James Knox Polk, 1845-1849 Atlanta Braves (He grew up in North Carolina but represented Tennessee.)

Zachary Taylor, 1849-1850 Washington Nationals (Virginia native)

Millard Fillmore, 1850-1853 New York Yankees (Could be Pirates, Red Sox, or Mets, even, as he's from a town near Syracuse. Admittedly I picked the Yankees because he was such a bad president.)

Franklin Pierce, 1853-1857 Boston Red Sox (From New Hampshire)

James Buchanan, 1857-1861 Philadelphia Phillies (From Lancaster area)

Abraham Lincoln, 1861-1865 Chicago White Sox (I think Abe would have sided more with the working class side of town.)

Andrew Johnson, 1865-1869 Atlanta Braves (From Carolinas, moved to Tennessee on foot, spent his professional years there.)

Ulysses S. Grant, 1869-1877 Cincinnati Reds (From Cincy area. In 1869, Grant welcomed the first professional baseball team to the White House, the Cincinnati Red Stockings.)

Rutherford Birchard Hayes, 1877-1881 Cincinnati Reds (Known Red Stockings fan Hayes and his son kept a journal following the 1869 Cincinnati Red Stockings.)

James Abram Garfield, 1881 Cleveland Indians (Cleveland area native)

Chester Alan Arthur, 1881-1885 New York Yankees (From Upstate New York)

Grover Cleveland, 1885-1889, 1893-1897 New York Yankees (From all over NY, father was from Connecticut.)

Benjamin Harrison, 1889-1893 Cincinnati Reds (A known Reds fan who was the first to attend an MLB game, an NL contest in DC in which the Reds defeated the Washington Senators 7-4.)

William McKinley, 1897-1901 Cleveland Indians (From NE Ohio)

Theodore Roosevelt, 1901-1909 New York Yankees (He was from a Manhattan family of means and married a NYC socialite, hence the choice for Yankees. In reality, he wasn't a big baseball fan.)

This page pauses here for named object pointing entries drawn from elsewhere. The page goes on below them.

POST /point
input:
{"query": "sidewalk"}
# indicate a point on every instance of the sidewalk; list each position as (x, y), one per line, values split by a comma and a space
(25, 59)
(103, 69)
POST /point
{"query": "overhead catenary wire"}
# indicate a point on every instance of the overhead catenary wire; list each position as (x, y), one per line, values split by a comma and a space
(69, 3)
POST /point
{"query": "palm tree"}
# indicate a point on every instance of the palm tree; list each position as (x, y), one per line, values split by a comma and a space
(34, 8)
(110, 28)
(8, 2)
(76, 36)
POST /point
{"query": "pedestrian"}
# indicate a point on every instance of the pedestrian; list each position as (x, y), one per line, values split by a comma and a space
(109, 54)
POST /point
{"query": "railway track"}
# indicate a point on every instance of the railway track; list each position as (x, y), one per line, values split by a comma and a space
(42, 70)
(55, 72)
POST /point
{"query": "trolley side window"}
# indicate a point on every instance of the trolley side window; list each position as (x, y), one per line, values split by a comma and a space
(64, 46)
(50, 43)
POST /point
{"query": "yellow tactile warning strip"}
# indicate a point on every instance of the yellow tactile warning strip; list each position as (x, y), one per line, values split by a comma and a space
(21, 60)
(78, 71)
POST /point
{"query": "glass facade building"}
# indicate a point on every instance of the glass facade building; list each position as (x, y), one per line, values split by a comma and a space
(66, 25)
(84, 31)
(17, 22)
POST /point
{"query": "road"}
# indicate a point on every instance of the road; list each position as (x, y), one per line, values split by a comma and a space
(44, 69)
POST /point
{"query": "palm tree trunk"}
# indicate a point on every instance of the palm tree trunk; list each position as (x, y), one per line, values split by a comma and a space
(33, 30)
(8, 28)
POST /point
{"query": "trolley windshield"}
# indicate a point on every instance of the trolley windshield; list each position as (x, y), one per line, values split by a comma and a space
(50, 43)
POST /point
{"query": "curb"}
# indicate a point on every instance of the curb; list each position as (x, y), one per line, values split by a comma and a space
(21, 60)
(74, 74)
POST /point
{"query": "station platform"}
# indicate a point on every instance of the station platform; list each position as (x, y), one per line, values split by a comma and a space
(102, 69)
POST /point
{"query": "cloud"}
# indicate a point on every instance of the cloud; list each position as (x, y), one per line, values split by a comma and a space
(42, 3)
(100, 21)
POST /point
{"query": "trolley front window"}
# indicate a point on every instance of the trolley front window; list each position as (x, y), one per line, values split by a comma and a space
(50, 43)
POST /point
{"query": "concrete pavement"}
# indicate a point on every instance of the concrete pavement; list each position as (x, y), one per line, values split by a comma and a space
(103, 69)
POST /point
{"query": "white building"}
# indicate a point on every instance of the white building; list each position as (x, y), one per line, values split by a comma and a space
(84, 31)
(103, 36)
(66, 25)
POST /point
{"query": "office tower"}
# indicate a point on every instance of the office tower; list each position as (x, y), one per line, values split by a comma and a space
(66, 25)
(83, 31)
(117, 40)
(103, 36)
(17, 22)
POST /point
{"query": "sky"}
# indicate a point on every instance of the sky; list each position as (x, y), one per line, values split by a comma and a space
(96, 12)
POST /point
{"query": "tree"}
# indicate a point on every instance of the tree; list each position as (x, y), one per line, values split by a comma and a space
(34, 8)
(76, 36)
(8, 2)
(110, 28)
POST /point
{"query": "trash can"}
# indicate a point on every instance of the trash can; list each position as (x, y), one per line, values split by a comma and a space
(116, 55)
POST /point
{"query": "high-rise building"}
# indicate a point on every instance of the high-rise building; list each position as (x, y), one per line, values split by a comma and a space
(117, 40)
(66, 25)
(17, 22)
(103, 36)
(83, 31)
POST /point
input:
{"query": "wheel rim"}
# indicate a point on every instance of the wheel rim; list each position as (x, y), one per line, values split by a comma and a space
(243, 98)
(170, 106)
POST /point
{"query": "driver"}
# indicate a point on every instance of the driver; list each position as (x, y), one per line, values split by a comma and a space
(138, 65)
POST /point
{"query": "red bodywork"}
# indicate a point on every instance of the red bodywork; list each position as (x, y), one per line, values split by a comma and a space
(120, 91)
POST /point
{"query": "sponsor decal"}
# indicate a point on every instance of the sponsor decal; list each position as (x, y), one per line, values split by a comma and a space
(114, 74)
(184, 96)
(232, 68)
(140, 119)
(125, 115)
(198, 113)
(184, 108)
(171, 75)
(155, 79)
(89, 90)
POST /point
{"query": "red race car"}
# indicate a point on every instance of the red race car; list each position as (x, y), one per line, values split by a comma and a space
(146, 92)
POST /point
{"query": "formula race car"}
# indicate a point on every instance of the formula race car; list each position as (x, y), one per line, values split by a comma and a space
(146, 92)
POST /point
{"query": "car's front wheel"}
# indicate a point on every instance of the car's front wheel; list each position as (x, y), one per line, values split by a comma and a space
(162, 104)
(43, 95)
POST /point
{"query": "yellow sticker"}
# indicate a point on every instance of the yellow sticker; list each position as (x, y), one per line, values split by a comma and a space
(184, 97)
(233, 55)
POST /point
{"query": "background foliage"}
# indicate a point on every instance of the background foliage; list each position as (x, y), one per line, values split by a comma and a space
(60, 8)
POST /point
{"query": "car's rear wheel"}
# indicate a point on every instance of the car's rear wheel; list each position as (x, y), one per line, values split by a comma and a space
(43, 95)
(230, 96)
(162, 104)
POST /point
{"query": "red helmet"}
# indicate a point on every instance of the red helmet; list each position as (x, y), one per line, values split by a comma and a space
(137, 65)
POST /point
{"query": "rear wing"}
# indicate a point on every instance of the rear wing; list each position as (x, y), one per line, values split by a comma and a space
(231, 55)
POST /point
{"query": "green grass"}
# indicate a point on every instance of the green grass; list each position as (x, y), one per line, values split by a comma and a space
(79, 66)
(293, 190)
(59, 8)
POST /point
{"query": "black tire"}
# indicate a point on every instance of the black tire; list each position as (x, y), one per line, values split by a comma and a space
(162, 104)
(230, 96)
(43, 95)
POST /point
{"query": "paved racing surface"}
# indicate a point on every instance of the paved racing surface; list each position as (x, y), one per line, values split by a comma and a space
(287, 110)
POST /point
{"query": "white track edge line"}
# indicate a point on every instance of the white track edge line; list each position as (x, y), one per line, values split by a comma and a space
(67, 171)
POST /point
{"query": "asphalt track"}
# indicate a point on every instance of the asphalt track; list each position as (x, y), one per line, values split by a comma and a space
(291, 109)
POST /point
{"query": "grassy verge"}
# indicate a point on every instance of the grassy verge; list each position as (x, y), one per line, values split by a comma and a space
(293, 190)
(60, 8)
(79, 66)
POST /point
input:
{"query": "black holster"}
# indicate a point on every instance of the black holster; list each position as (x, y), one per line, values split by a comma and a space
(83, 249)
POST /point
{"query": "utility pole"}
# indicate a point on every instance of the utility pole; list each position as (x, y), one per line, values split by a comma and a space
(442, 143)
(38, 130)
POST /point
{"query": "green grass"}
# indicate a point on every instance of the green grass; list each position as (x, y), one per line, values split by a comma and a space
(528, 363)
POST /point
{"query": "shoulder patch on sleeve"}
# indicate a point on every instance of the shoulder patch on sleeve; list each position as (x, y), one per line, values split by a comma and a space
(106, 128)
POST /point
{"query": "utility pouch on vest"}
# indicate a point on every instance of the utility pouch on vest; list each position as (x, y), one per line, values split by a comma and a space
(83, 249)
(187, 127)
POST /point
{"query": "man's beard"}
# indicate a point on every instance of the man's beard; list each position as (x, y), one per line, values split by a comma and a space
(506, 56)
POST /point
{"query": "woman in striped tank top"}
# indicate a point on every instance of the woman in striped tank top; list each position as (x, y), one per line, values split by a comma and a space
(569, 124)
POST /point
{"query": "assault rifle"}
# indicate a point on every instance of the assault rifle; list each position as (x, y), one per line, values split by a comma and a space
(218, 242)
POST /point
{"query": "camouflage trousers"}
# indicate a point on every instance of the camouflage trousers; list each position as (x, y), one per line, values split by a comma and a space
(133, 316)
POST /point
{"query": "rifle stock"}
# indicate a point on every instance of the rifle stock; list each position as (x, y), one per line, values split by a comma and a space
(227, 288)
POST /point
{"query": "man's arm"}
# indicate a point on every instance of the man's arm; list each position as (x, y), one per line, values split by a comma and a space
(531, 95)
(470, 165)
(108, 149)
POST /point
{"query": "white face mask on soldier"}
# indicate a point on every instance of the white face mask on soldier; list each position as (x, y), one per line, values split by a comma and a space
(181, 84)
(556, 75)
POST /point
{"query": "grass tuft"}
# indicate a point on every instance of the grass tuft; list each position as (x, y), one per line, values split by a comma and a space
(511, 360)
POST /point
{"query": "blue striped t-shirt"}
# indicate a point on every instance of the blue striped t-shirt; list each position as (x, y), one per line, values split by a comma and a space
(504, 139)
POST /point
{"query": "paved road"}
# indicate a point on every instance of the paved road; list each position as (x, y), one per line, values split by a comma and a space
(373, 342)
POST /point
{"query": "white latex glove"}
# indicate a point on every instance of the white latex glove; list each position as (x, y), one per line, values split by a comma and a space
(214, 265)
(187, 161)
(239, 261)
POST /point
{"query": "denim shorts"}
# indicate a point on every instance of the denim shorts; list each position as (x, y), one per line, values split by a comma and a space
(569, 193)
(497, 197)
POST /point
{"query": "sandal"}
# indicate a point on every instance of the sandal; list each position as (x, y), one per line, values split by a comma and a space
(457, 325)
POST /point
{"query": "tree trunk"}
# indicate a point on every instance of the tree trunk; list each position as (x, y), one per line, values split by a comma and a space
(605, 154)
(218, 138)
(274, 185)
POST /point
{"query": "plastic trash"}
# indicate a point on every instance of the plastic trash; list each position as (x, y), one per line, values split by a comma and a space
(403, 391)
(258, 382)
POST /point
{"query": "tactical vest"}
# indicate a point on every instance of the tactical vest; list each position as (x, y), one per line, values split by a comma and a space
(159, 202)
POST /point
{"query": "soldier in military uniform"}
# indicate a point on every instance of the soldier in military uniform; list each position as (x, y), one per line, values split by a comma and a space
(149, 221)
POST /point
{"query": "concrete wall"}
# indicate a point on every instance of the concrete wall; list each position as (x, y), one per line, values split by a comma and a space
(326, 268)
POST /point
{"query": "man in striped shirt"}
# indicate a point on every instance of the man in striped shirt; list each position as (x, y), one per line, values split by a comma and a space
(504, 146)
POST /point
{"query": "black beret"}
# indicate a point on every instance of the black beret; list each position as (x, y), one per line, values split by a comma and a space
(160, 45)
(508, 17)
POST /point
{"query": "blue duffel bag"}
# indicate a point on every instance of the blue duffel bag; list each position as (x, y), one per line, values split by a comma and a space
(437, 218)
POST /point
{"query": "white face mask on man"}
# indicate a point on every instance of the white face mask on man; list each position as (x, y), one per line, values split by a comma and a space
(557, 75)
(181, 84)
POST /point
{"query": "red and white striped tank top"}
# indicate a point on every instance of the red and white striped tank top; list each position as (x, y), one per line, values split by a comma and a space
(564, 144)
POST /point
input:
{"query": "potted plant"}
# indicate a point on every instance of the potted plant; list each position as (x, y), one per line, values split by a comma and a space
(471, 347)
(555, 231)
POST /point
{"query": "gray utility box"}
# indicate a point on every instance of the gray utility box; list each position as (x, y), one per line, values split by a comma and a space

William Howard Taft, 1909-1913 Cincinnati Reds (A known Cincinnati baseball fan who was the first to thrown out a first pitch.)

Woodrow Wilson, 1913-1921 Atlanta Braves (He grew up in the South. Wilson may be considered the first fantasy baseball player, he was so obsessed with stats.)

Warren Gamaliel Harding, 1921-1923 Cleveland Indians (From just above Columbus, he's in territory that is not without its share of Reds fans.)

Calvin Coolidge, 1923-1929 New York Yankees One of the worst presidents in history, he grew up in New England, but saw a bunch of Yankees games in DC. Probably was a bandwagon Senators fan, too.)

Herbert Clark Hoover, 1929-1933 Tough to call. (Hoover was a terrible president but a huge baseball fan. He grew up all over the country but judging from his attendance records as president, he could have been a Philadelphia A's fan, although they booed him mercilessly at one game. Maybe he would have been a Nats fan.)

Franklin Delano Roosevelt, 1933-1945 New York Giants (FDR loved baseball and the Giants. I guess he'd be a Mets fan today.)

Harry S. Truman, 1945-1953 St. Louis Cardinals (Truman attended more games as POTUS (16) than any other, all in Washington. He could have been a Nationals fan, but he grew up in Independence.)

Dwight David Eisenhower, 1953-1961 Kansas City Royals (I know that Kansas City is in Missouri, but it's the closest team to the place in Kansas where Ike was from. Ike may have played semi-pro ball in a Kansas league before attending West Point.)

John Fitzgerald Kennedy, 1961-1963 Boston Red Sox (The quintessential New Englander. Although he liked football more than baseball.)

Lyndon Baines Johnson, 1963-1969 Houston Astros (Doesn't seem to be much of a baseball fan.)

Richard Milhous Nixon, 1969-1974 Los Angeles Angels (Tricky dick was a big baseball fan who grew up in the Anaheim area. He attended a few Angels games as POTUS.)

Gerald Rudolph Ford, 1974-1977 Detroit Tigers (He was raised in Grand Rapids.)

James Earl Carter, Jr., 1977-1981 Atlanta Braves (He's frequently seen at Barves games.)

Ronald Wilson Reagan, 1981-1989 Chicago Cubs (He was born in Illinois and called Cubs games on the radio in the thirties.)

George Herbert Walker Bush, 1989-1993 Houston Astros (A staple behind home plate when he was healthy.)

William Jefferson Clinton, 1993-2001 St. Louis Cardinals (That's a shame.)

George Walker Bush, 2001-2009 Houston Astros (Rangers ownership aside.)

Barack Hussein Obama, 2009-2017 Chicago White Sox

If you know of any president who was actually a fan of a team and I got it wrong, let me know. A lot of this is just imagination.